Teammate Takaaki Nakagami is even more of an unknown factor. The Japanese rider made a huge step forward last season, going from solid mid-pack rider to being a consistent podium threat, even starting from pole at Aragon.

But the problem is that though he threatened the podium, he never actually made it onto the box to collect a trophy. And his adventure from pole only lasted a few corners, the LCR Honda rider crashing out on the first lap.

On a full factory bike for 2021, Nakagami will be stronger this year. But his weaknesses last year were glaring.

The Question Marks

Danilo Petrucci was booted out of the factory Ducati, a seat that was always only temporarily his.
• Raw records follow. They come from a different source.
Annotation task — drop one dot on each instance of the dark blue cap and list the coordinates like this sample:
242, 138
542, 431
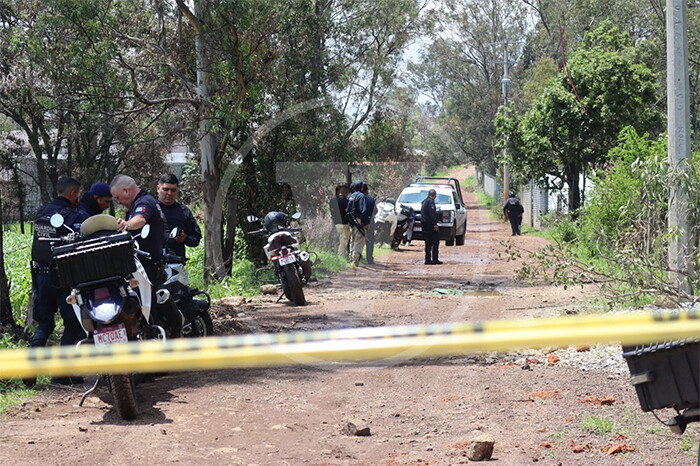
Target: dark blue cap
100, 189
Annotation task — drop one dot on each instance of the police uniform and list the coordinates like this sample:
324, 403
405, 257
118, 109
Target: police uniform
88, 206
180, 216
338, 205
515, 210
359, 218
429, 218
48, 297
371, 206
147, 206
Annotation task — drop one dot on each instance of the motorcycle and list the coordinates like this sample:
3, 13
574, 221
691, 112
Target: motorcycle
291, 265
385, 221
404, 221
101, 268
198, 322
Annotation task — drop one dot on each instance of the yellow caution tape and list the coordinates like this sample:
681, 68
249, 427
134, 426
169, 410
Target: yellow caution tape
361, 344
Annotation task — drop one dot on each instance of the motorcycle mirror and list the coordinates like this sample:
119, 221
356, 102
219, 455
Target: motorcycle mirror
57, 220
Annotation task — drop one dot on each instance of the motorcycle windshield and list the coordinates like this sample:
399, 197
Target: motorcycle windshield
104, 304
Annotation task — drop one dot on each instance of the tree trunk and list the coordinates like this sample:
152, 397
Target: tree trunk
231, 224
6, 317
572, 179
211, 171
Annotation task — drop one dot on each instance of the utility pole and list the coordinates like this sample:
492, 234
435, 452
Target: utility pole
506, 90
679, 251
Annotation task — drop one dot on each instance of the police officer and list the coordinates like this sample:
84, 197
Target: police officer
48, 297
513, 211
429, 218
142, 209
177, 215
338, 206
95, 201
359, 219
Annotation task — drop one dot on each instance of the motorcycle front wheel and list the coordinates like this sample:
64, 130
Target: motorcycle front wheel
202, 325
124, 396
292, 285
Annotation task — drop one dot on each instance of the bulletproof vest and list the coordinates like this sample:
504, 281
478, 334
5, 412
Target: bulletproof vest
41, 250
354, 207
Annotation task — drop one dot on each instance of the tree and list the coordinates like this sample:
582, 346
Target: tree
459, 72
562, 136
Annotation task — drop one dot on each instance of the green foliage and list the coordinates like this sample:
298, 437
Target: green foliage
13, 392
600, 425
632, 189
561, 136
17, 249
620, 240
688, 443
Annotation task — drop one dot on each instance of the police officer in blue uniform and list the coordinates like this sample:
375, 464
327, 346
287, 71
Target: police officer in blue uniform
429, 219
48, 297
177, 215
142, 209
371, 206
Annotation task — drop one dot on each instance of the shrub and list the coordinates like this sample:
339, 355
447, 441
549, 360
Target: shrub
17, 249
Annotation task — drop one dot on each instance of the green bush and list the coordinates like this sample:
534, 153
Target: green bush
243, 280
17, 249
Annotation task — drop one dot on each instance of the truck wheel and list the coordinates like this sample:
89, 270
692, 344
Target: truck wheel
460, 238
451, 240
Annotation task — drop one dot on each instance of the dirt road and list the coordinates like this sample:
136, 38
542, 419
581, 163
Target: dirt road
419, 412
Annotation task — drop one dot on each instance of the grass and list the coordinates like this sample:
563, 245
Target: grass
688, 443
598, 425
13, 392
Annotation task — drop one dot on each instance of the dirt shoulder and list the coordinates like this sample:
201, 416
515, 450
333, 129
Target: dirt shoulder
423, 411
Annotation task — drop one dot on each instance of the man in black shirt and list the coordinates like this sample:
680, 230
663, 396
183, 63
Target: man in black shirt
339, 204
50, 298
177, 215
142, 209
513, 210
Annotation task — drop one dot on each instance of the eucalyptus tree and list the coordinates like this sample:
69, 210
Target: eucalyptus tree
461, 74
571, 128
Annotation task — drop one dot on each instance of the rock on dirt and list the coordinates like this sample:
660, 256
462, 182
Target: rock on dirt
233, 301
352, 429
481, 448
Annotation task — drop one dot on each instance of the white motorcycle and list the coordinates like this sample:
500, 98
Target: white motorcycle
385, 221
110, 294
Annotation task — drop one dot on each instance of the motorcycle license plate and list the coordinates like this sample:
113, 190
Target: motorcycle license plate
110, 335
288, 259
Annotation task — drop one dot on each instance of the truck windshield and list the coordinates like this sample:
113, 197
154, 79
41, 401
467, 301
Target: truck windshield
418, 197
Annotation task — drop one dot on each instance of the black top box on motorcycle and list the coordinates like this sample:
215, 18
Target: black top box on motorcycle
95, 259
665, 374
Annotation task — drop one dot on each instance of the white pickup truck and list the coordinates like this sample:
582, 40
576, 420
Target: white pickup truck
452, 211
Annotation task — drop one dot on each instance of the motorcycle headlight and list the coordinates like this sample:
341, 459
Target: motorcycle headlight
104, 304
104, 312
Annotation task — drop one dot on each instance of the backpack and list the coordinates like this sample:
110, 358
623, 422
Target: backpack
41, 250
355, 207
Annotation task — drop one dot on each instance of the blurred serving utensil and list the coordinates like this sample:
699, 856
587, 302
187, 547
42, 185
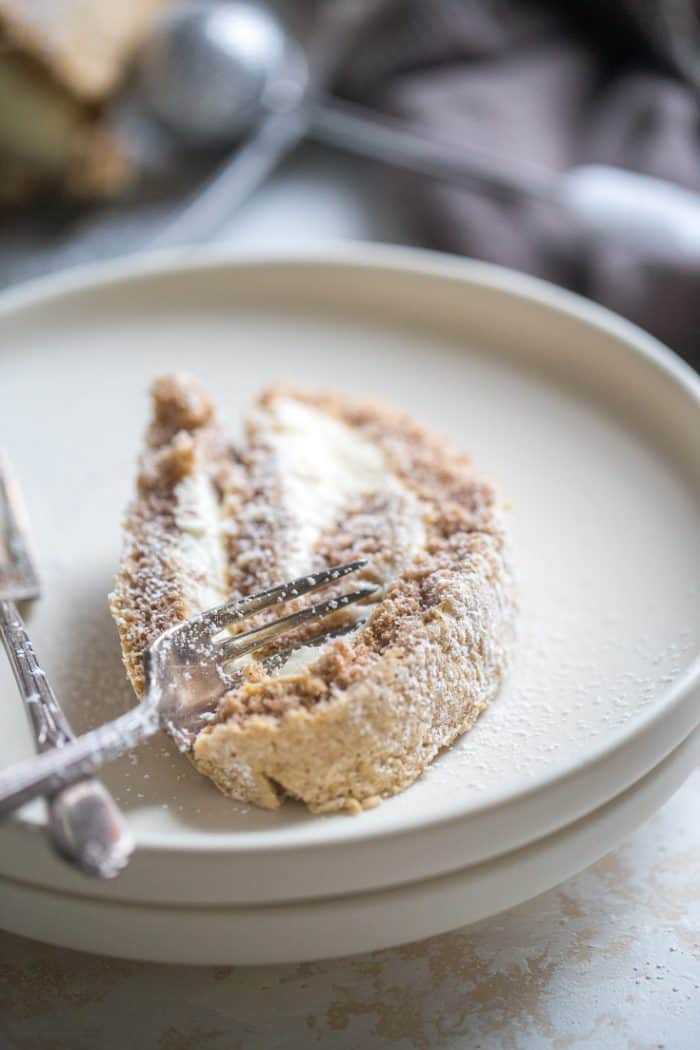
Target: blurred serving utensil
210, 74
85, 825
Despite the fact that he has now won two races, at Mugello and at Le Mans, Ducati ditched Petrucci for younger riders, and the Italian finds himself at Tech3 on a KTM.

In theory, the bike should suit him, though the difficulties KTM faced at Qatar made it hard to judge. If he doesn’t adapt, then he may find himself moved aside to make way for young talent.

Red Bull Tech3 teammate Iker Lecuona faces a similar fate. The Spaniard faced a tough rookie season, thrown in at the teammate. Lecuona showed flashes of speed, but he crashed out too often.

If he cannot improve that, and score more consistent results, then he too may find himself in search of another ride, given the wealth of talent looking to move up from Moto2.

Some of that talent may be eyeing the seat at Aprilia currently occupied by Lorenzo Savadori. Aprilia’s test rider turned full time entry faces a huge uphill task.

The second seat at Aprilia is seemingly cursed – just ask Sam Lowes, Bradley Smith, or Andrea Iannone – and Savadori lacks the experience or, for the moment, the speed to escape that jinx.

Savadori faces the added complication that Andrea Dovizioso may be waiting in the wings. The unemployed Italian is set to test the RS-GP in Jerez, and Aprilia are in desperate need of his riding ability and technical insight.

If Dovizioso likes the bike, he might even take over Savadori’s spot immediately. There has never been a hotter hot seat than the saddle of the #32 Aprilia.

The Rookies

Finally, we come to the rookies (technically, Lorenzo Savadori is a rookie, but the Italian has plenty of experience testing the Aprilia), and a talented bunch that they are.

Enea Bastianini impressed in his brief period in Moto2, picking up the skills needed to ride a bigger bike very quickly. The Italian has the raw talent to get to grips with a MotoGP machine quickly, and could cause a few surprises.

Teammate Luca Marini is the opposite of Bastianini. The talent of Marini is more between the ears, the half brother of Valentino Rossi a more cerebral rider who takes longer to understand a bike. Once he does, he can find the speed. But he is unlikely to be at the front of things right from the start.

Jorge Martin enters the class with perhaps the greatest expectations. The Spaniard was the first to be signed by Ducati, though it took a long time to announce the deal.

He is the prototypically talented motorcycle racer, mixing brains, bravery, and speed. The question is how far that talent can carry him in MotoGP. If there is a challenge he faces, it is the mental pressure of expectation.